Despite Fries’ vow to be with her no matter what, his crimes are too much of a guilty burden for Nora to bear. When Victor isn’t looking she swaps the serum in his gun for one of the older ones that failed the human tests. Victor freezes her and is then forced to watch the serum fail just a few moments later. Totally dejected, Fries lets Lea go free and then uses the serum on himself so that he can die with Nora, although his Romeo and Juliet style suicide doesn’t exactly go as planned either. He wakes up in a sub-zero chamber in Indian Hill. Strange informs him that his work with the serum has altered his physiology. While Victor Fries may have died in that basement, Mr Freeze lives on and has a place in Professor Strange’s plan; a plan that appears to involve Theo Glavan’s corpse.

While the Freeze/Strange elements of the episode were actually reasonably good there was plenty of nonsense involving Gordon and Bruce Wayne that really fell flat. Having obtained the name of the prime suspect in the murder of his parents, Matches Malone, Bruce has begun plotting his bloody revenge. Unwilling to let the young man carry the burden of a murder Alfred convinces him to let him do it instead. Bruce agrees but secretly asks Selina to get him a gun as he wants the kill for himself. Meanwhile the schism between Gordon and Lea continued to grow as she confronts him about his part in Galavan’s murder. Both Gordon and Bruce are walking very dark paths, could Gotham do the unthinkable and rewrite the histories of its most iconic characters?

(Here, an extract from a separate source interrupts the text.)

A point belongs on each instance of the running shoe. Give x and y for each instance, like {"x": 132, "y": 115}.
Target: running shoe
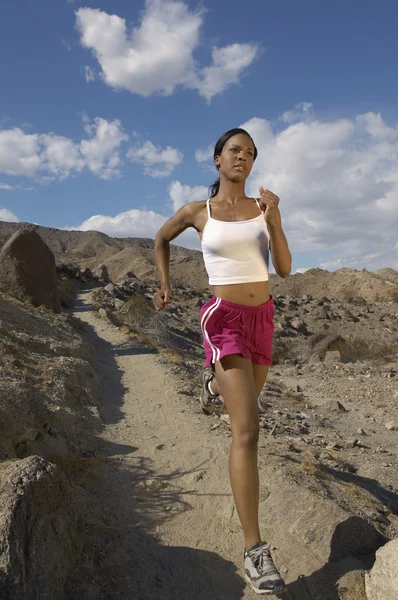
{"x": 207, "y": 400}
{"x": 260, "y": 571}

Watching Gotham actually becomes a lot easier when you accept certain realities and just let the stream of excremental nonsense wash over you. But even then it is still a very frustrating viewing experience, especially when it has a constant habit of taking three steps backwards for every one step forwards. So while this week’s episode was also ‘not that bad’ it still wasn’t very good. All the elements that have consistently undercut the show were in play this week; inconsistent writing, contrived dialogue, terrible acting and a general disregard for the intelligence of the viewers. I am sorry if you feel I am being too harsh on the show, but it’s only because I believe that it is capable of being so much more than the constant disappointment that it has been thus far.


  • Are the study and the mini Batcave actually the only rooms in Wayne Manor? We’ve seen a hallway and a kitchen but that is as far as it seems to go.
  • Despite Gotham’s prevalence for rewriting history it’s doubtful that Nora is actually dead as keeping her alive has always been such a huge part of what motivates Mr Freeze. (see point 4)
  • Barbara Kean is being kept in a vegetative state at Arkham, I’m surprised Strange hasn’t moved her to Indian Hill to use as a guinea pig for his experiments.
  • So it seems Strange has an interest in reanimation, could this be how Nora, Galavan and Fish Mooney return to the show. I hope not, Fish was always the worst thing about Gotham.